Passing on the Minnesota Family Cabin

Vacation homes can sow generational harmony or havoc

With the aging baby boomer generation, more families will be facing decisions about what to do with family vacation property. You may have a lake cabin or wilderness retreat that has been the family headquarters for relaxation and holiday togetherness dating back to your children’s earliest memories (or possibly even your own). Now, you’re wondering how you can protect this asset for future generations, keeping things fair and harmonious between your children and their spouses, as well as your grandchildren.

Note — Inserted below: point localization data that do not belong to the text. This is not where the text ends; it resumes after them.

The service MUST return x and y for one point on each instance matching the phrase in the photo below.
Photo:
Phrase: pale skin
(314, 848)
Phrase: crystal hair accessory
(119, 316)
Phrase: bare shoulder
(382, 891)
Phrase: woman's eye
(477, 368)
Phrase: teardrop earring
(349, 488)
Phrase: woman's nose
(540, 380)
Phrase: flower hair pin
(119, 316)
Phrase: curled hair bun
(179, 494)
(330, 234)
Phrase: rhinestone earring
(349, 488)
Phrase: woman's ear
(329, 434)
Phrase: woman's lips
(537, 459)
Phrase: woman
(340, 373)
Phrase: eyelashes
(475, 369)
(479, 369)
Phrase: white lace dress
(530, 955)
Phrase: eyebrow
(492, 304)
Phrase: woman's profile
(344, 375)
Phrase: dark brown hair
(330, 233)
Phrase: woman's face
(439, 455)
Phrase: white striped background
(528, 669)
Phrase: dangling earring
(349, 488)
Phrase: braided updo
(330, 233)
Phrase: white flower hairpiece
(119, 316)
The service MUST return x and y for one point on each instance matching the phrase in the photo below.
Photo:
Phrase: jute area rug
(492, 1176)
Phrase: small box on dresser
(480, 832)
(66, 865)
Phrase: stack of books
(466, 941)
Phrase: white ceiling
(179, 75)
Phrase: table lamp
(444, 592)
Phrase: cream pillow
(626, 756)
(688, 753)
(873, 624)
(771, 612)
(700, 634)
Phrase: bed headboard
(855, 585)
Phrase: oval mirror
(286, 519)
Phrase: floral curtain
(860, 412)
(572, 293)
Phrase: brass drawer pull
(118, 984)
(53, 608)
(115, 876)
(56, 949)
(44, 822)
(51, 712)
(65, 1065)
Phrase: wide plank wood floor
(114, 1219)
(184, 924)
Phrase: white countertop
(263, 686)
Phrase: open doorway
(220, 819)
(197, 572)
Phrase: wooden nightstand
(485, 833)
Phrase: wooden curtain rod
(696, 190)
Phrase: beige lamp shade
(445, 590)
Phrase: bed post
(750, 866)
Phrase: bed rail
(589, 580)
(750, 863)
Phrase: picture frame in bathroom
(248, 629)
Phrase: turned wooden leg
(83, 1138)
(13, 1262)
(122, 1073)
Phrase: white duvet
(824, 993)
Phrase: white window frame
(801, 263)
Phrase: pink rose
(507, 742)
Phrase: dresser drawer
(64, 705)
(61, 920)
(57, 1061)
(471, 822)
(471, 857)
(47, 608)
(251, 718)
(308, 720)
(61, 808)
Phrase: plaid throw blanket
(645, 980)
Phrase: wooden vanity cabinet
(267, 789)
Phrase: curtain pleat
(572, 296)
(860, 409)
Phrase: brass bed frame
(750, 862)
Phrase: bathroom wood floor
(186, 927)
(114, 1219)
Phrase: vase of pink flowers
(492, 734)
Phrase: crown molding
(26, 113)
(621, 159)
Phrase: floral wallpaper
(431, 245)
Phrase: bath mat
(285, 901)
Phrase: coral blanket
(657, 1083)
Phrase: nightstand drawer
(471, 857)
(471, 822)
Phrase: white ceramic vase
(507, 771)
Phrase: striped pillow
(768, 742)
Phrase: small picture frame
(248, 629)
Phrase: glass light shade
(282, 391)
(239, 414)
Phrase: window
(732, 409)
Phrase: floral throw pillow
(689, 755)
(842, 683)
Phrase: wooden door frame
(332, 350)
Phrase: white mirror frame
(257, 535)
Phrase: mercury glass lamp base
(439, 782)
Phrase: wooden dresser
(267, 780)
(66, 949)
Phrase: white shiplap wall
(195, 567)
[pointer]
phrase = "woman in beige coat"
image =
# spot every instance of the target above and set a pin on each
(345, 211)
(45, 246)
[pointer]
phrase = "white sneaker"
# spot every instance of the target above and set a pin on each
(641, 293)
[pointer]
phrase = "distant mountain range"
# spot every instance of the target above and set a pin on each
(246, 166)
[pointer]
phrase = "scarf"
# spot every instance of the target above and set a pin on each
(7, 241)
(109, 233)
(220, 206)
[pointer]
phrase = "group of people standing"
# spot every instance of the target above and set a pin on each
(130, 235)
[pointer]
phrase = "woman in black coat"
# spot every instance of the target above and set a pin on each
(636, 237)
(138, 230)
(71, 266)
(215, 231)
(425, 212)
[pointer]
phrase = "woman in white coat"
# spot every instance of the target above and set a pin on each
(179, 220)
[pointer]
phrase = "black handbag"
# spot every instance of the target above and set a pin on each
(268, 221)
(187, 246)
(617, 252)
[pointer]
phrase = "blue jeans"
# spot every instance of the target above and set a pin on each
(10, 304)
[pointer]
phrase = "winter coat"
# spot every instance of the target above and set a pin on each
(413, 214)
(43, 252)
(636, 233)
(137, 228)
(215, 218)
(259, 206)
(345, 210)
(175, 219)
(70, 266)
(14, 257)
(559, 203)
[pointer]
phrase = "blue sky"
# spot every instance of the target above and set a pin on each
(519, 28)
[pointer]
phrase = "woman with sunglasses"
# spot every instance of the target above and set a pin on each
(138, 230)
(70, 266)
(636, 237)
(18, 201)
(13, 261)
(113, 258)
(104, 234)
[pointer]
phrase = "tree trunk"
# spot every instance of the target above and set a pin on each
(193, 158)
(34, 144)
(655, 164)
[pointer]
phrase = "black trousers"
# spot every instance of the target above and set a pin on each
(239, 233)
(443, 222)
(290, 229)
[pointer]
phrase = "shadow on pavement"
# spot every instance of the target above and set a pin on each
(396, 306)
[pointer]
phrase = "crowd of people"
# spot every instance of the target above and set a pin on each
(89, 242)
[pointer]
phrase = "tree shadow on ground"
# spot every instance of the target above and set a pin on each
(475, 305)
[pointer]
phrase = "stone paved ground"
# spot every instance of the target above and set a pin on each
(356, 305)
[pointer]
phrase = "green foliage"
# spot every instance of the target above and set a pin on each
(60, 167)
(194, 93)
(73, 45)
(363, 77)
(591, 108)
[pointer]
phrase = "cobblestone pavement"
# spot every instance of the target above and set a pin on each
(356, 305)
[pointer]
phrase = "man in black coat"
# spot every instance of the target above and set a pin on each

Talk to Your Kids, Have a Plan

A starting point for planning what to do with a family vacation property is exploring with your adult children what they want. They might gladly accept additional costs and responsibilities in keeping it going. Even so, disputes can arise where obligations are not perceived as equal, or where one family member has more regular access than another. There may be one or more siblings who is in need of the cash value of the home, while one or more siblings wants to keep it and has the resources to do so. For many people, a vacation home is the largest asset in their estate, meaning that keeping the cabin leaves limited alternatives to an heir who would rather cash out their share.
How can you help ensure that your legacy is positive for your kids and their kids? Estate planning attorneys emphasize that passing on the cabin is as much about how it will be managed as it is about the form of transfer. Issues that can impact whether the family cottage can be retained by the next generation (and the one after that) include:
  • Is there a mortgage on the property, or is it owned free and clear?
  • What are the adult children’s economic circumstances, relative to each other and relative to the cabin expenses?
  • Are there funds in the estate to provide for payment of taxes and upkeep, or will your heirs be taking this over?
  • How will decisions be made regarding scheduling, use, repairs, paying bills, etc.?
  • Under what circumstances may the property be sold, or ownership transferred, and how is that decision to be made?
  • What would happen in the case of a family member’s divorce, disability, bankruptcy or death?
  • How will disputes be resolved and enforced?
The best thing you can do for your heirs is to establish a plan and address problems before they arise. Working with an advisor can help make sure you explore your options and cover all the bases.

Methods of Transfer

Options for transferring cabin ownership include:
Direct Transfer: The easiest and least costly way to transfer ownership is to draft and record a deed changing title to the cabin. This method also provides the fewest protections against creditors, in the event of a divorce, or if one owner wants to sell their share. There may be tax advantages or disadvantages, depending on your family’s circumstances. If you choose to transfer directly, you‘ll still need to work with your family on a co-ownership agreement for how issues will be addressed, should they arise.
Family Cabin Trust: The cabin is placed in the trust, ownership transferred to a trustee, and heirs receive shares in the trust (as trust beneficiaries). This form of transfer can protect the cabin from an individual owner’s creditors, particularly under Minnesota’s strong spendthrift protections, and a divorcing spouse holds no marital interest. Shares may be passed on at the death of a sibling to their heirs. The trust will contain rules governing the property’s management, use, buyout or sale, and allows for management duties to be carried out by the designated trustee rather than beneficiaries. A downside to a cabin trust is that it can be inflexible to changes over time, and that in order to maintain credit protection, there must be adequate funding within the trust.
LLC/LLP: A limited liability corporation (LLC) or limited liability partnership (LLP) plan provides for the creation of a business entity, which holds title to the property, and heirs own shares in the business, rather than real property interests. Advantages to this type of transfer are many, including the ability to incorporate rules and obligations in the governing operating agreement, maximum flexibility to make future changes, as well as some liability and creditor protection. The primary disadvantage is the expense of setting it up, as well as the ongoing legal and formal requirements, such as filing annual statements and tax returns. In addition, in Minnesota, the LLC does not provide as much protection from creditors or divorce as a trust.
Any transfer of a property interest will have tax implications, for both transferor and transferee. Be sure to consult with an attorney or tax advisor prior to completing any cabin transfer plan to verify that considerations are assessed based on your and your heirs’ circumstances. Because the issues surrounding transfer of a cabin to the next generation are complex, it’s important to get advice regarding your unique situation and preferences. Talk to an experienced estate planning attorney who has worked with families on cabin plans.